A disorderly Brexit would frustrate cross-border activity whilst undermining an institutionalised culture within the EU which prioritises environmental policy, according to Nigel Haigh, honorary fellow and former director of the Institute for European Environmental Policy (IEEP).
In Ireland, the worst effects of a no deal “disaster” would be seen in its inability to effectively conduct all-island activity, including environmental management. Indeed, Haigh repeatedly states that north-south cooperation has long been underpinned by EU rules and funding, highlighting the essential nature of cross-border trade.
“NGOs on both sides of the border have reminded us that the island of Ireland comprises a single biogeographical unit, with the two countries sharing geology, landscapes, flora and fauna; there are a number of issues which need to be handled cooperatively. This will be much more difficult if legislation diverges, and EU money is no longer available to support cross border projects in the North, including nature protection on invasive species, cross border river districts and climate change action,” says Haigh.
Indeed, frustrated cross-border activity, as well as increased border crime as a result of withdrawn EU funding is highlighted as a distinct possibility. “Adaptation requires collaboration, and the north will lose EU funding. Waste crime is a serious issue in Ireland, and any divergence in regulatory standards and landfill taxes could encourage further illegal activity. The EU’s shipment of waste regulation bans the export of waste to a non-EU country, unless the country is a member of EFTA, which the UK is not. Ireland doesn’t have the infrastructure to treat hazardous waste, and some has been going to the mainland UK and the North. Ireland will have to export their waste elsewhere.”
Ireland’s position as a single biogeographical unit has complicated the Irish border question, described by Haigh as “the rock on which the Brexit negotiations may founder”. “If there is no agreed way to keep it open, we are faced with only one possible outcome: no deal,” he claims, highlighting the deal-breaking question of Ireland’s 310-mile-long border. “No deal means a hard border, and no transition period. The Chequers whitepaper attempted to keep the border open. However, even its common rulebook for products crossing the border was too much for the hard Brexiteers, who argued against it with no workable alternative.”
Trade and environment intertwined
With further regard to the all-island economy, Haigh moves to dispel some myths around the single market: “People think it’s all about trade and nothing to do with environment. They are wrong; they are closely intertwined. The UK Government wants frictionless trade and an open border, but it also wants to take back control of its laws, so they can diverge from EU laws. There’s obviously conflict here around which laws the UK will have to stay aligned with to keep the border open and ensure frictionless trade, and that includes environmental laws.”

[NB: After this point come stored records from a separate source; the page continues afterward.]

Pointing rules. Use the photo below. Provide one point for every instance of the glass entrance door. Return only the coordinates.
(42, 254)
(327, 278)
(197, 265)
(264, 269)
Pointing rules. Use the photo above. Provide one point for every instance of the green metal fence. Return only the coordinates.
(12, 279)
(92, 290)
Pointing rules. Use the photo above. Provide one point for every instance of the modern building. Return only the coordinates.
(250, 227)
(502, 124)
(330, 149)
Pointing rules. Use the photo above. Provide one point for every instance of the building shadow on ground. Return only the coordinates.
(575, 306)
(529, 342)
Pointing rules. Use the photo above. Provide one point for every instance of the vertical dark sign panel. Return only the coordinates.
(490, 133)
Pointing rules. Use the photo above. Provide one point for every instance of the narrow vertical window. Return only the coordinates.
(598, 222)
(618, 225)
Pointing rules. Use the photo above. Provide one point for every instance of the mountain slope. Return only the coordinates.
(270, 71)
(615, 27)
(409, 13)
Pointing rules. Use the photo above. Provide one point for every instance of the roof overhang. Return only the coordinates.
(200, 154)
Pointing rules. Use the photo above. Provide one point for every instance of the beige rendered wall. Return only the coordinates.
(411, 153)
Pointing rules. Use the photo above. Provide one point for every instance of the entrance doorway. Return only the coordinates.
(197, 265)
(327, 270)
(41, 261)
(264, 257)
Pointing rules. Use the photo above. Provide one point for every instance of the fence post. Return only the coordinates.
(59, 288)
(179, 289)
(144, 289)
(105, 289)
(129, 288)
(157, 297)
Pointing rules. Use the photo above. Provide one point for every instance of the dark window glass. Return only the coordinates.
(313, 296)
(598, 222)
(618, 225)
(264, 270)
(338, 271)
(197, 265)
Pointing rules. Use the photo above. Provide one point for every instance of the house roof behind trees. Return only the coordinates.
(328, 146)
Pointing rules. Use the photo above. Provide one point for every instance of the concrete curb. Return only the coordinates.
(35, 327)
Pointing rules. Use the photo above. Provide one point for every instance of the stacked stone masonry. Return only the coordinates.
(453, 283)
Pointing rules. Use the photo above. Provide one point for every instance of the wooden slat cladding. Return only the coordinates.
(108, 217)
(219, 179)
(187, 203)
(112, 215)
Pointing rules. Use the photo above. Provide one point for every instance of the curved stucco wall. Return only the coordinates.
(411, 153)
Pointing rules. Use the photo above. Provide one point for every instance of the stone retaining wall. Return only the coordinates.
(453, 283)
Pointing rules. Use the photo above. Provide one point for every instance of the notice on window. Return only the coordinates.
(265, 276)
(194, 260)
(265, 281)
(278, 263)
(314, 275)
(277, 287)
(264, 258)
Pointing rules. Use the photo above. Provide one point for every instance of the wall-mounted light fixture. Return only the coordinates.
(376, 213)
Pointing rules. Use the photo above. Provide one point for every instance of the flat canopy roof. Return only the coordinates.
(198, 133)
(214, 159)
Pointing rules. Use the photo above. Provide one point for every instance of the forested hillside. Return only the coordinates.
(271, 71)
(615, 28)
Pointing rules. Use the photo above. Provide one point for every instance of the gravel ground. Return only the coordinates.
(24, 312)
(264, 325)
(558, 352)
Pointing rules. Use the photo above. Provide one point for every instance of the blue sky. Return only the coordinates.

The policy expert continues his analysis of the single market, claiming that it “goes well beyond requiring no tariffs and uniform standards for products”. According to Haigh, it also seeks a level playing field in other ways. “Norway, for example, has to stay aligned with nearly all EU environmental laws to be part of the single market. The Chequers white paper only conceded that some food and standards must be aligned, without saying which. it is likely the EU will insist that other standards are also met, including industrial emissions and air and water quality standards,” he suggests.
A new direction
The discussion moves on to the subject of governance post-Brexit, as Haigh outlines the potential ramifications of Britain’s departure from the EU on environmental policy in Northern Ireland and beyond: “In the UK, environmental policy is largely devolved to England, Scotland, Wales and Northern Ireland. Until now, they have been held together by overarching EU legislation. Northern Ireland could go in a very different direction from England. There will be an extra element here due to the need to work with the Republic,” says Haigh. “After Brexit, it will need a common rulebook that goes far beyond the proposals outlined in Chequers,” he adds.
He asserts that environmental policy will only continue to evolve as time goes on. “But one thing can be said with certainty: environmental problems will be long range and long term. Climate change will not go away. The worldwide demand for food, water and resources will increase. Reversing biodiversity loss will only get more difficult, as the next generations aspires to the standard of consumption that the western middle class takes for granted.”
According to Haigh, Brexit will undermine an institutionalised culture within the EU in which environmental policy is central, claims Haigh. “The UK’s departure will only diminish that. One possibility is a more aspirational but less practical EU, the other possibility is a post-Brexit deregulated British government eager to secure trade deals with other countries having a chilling effect on the EU, which would not want to be undercut by an economically important offshore neighbour. That pressure could lead the EU to trim back its environmental ambitions.
“Ireland, being the UK’s closest neighbour, cannot avoid getting caught up in those storms,” he concludes.